Мне чертовски больно было оставлять её здесь. Я чувствовал себя просто чудовищем за то, что не в силах был помочь этой бедной, уже сумасшедшей старушке, которая вынуждена доживать свой век без глаз, без рук и без разума… Она даже и не вспомнит обо мне. Стоит мне только выйти за двери этого домика, как я навсегда растворюсь в её памяти как и целые годы из её жизни. Стоя одной ногой за порогом дома, она внезапно окликает меня и вполне серьёзно задаёт вопрос:
– Молодой человек… А Бишоп уже приходил…? Я… Чуть-чуть запамятовала.
– Нет. Я всю ночь пытался узнать у вас, где он.
– Они ушли на восток. В городок на востоке, если точнее. Должны были совсем скоро прийти и проведать меня, но… Я не помню их. Совсем не помню… – голос её стал жалобным, полным слёз. – Они давали мне лекарства, чтобы голова была яснее… А тут, видимо, и забыли…
Я вновь осмотрел старушку Вильму. Чем бы ни было это лекарство, парни Бишопа совсем не интересовались её самочувствием на самом деле. Хотя, вполне возможно, что и гангрена, и катаракта действительно ей достались как эхо войны… Тогда в таком случае они вряд ли бы что-то смогли сделать.
– Я приведу их, Вильма. Я пришлю помощь.
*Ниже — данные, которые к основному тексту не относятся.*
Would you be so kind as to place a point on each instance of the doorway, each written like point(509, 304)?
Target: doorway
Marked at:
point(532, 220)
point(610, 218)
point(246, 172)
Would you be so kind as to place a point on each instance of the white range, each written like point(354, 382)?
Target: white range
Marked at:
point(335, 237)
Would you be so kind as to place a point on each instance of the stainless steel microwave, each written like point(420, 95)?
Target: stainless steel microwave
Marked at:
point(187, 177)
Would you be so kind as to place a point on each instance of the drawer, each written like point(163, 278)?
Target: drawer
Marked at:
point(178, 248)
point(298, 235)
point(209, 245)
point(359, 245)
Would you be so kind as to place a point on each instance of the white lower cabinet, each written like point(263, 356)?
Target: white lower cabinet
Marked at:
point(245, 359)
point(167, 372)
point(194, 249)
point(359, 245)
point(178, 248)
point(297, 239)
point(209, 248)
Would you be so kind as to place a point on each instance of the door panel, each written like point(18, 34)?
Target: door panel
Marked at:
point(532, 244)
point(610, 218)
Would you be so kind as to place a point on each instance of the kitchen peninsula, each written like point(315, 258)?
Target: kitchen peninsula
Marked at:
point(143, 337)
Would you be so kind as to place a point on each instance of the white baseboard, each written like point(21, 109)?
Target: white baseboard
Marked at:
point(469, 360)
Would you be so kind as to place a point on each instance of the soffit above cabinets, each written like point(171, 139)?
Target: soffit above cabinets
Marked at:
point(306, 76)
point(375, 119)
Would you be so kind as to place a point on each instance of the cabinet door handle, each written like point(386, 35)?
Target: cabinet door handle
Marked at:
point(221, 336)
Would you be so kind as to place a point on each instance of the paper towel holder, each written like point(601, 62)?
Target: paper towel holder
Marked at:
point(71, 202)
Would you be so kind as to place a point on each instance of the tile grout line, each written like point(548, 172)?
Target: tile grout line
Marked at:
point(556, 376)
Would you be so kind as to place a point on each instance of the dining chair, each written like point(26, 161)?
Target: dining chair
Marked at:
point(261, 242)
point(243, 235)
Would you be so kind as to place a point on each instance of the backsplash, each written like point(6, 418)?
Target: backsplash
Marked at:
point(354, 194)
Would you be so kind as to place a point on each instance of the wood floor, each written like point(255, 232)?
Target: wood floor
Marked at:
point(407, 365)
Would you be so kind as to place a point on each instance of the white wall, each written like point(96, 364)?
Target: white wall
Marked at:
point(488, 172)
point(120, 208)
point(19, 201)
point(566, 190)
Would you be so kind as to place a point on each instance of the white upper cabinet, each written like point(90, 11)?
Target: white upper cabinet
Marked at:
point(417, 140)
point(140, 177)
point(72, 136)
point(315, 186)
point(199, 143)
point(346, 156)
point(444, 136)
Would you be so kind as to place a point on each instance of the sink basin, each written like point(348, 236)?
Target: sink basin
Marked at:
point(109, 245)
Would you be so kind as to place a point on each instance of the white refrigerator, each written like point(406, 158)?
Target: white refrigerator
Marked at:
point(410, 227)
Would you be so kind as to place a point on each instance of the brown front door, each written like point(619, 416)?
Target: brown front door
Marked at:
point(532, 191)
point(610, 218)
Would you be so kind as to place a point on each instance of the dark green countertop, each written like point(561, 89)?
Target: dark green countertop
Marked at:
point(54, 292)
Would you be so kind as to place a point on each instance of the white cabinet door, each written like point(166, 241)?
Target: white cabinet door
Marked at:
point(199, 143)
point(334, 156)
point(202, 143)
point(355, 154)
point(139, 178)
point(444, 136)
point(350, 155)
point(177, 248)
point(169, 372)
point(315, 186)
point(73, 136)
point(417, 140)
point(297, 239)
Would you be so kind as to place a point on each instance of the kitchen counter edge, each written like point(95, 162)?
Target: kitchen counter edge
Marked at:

Я… Буду первым, кто станет помогать на самом деле. Вы только побудьте здесь, хорошо? Чтобы мы вас не искали. – сказал я и почувствовал горький комок в горле от обиды и тех ложных надежд, что дарю ей.
– Все мы там когда-нибудь будем. И Бишоп, и вы, и жители городские… Встанем в один ряд с пшеницей…
– Может, всё изменится. Мы попробуем…
– Не играйте с природой в игры, молодой человек. Она вам этого не простит.
– Кхм… Вы, главное, будьте здесь. И мы обязательно вас найдём.
– Я уйду только с мисс Полли Эверди! Душенька, как же так, оставить вас? Ни за что, переживёте моё общество ещё чуточку! Молодой человек, вы уже покидаете дам? – спросила Вильма снова изменившимся голосом.